Professional / Community 2023.3

10 March 2023 at 14:10 UTC

SHA256: {SHA FROM OPTION GOES HERE} MD5: {MD5 FROM OPTION GOES HERE}

This release introduces support for Collaborator payloads in Intruder attacks, improvements to the Montoya API, and upgrades to the browser and JRE.

Collaborator payloads in Intruder attacks

We have updated Burp Intruder to enable the use of Collaborator payloads in attacks. This update includes:

  • A new payload type that generates Collaborator payloads, then inserts these at your configured payload positions.
  • A payload processing rule that replaces a specified placeholder regex with a collaborator payload. The default placeholder regex already matches a placeholder in the predefined payload lists.

Collaborator interactions that result from an Intruder attack are shown in the Intruder results window, instead of the Collaborator tab.

Montoya API

We have continued to update the Montoya API:

  • Every request and response now has a unique ID, so you can track which request caused each response.
  • We have fixed a bug that prevented report generation through the Montoya API. In addition, issue references are now present on extension-generated reports.

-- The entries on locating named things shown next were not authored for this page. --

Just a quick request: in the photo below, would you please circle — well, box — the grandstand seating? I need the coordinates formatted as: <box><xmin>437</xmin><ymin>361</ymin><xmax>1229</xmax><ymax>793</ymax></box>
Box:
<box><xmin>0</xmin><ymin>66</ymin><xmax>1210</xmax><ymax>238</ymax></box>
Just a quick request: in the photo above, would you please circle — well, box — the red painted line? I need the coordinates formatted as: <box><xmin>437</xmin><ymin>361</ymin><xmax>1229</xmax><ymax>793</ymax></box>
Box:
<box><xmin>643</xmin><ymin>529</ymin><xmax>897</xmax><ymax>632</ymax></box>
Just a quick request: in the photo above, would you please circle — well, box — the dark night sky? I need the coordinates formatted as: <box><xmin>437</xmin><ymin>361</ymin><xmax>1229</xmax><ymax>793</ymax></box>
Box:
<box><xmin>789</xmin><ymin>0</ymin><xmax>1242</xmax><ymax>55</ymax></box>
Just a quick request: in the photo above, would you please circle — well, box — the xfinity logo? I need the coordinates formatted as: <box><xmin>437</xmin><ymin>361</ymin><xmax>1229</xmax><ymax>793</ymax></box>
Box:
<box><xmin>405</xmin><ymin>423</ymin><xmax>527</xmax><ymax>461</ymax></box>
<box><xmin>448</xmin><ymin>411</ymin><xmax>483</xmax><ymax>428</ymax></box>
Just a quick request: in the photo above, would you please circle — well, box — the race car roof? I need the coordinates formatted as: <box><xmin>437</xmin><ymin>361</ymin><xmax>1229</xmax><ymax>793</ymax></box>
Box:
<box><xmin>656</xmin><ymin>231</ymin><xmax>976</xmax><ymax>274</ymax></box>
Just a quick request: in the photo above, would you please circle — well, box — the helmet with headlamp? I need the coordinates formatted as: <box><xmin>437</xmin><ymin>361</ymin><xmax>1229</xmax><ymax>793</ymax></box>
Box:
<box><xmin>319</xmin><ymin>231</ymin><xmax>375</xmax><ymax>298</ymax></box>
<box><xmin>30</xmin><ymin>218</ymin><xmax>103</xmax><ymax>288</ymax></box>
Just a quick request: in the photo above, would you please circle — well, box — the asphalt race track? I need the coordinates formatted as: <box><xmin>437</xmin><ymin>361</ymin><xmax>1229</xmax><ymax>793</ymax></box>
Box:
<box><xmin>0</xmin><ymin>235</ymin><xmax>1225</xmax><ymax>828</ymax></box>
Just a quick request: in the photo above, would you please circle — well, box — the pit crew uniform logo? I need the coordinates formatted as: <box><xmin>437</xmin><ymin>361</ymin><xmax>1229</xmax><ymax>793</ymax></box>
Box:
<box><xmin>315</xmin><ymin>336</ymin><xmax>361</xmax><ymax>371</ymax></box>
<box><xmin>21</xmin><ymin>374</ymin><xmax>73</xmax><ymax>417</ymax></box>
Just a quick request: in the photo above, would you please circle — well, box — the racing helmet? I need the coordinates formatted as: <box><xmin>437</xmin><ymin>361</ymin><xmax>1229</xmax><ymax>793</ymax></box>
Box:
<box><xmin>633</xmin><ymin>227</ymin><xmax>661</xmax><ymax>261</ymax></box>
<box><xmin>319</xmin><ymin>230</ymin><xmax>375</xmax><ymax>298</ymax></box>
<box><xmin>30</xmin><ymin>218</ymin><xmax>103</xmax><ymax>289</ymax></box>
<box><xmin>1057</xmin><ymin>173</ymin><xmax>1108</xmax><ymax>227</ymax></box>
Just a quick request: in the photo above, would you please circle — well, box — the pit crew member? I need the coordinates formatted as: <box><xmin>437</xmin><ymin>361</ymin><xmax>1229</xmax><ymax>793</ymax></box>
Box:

We have also continued to update our Montoya API support for WebSockets. You can now right-click a WebSocket message and use the context menu to send the message to your extension.

SPA scanning improvements

This release includes changes that improves Burp Scanner’s form submission handling, to support future single-page application (SPA) developments.

Bug fix

We have upgraded DOM Invader to fix a bug whereby if a user disabled CSP with prototype pollution functionality enabled, then the system would continue to ignore CSP security headers when the user disabled prototype pollution.

Browser upgrade

This release upgrades Burp's browser to Chromium 111.0.5563.64/.65.

Java Runtime Environment (JRE) upgrade

This release upgrades Burp installer JRE to 19.0.2. This upgrade gives several security and performance benefits.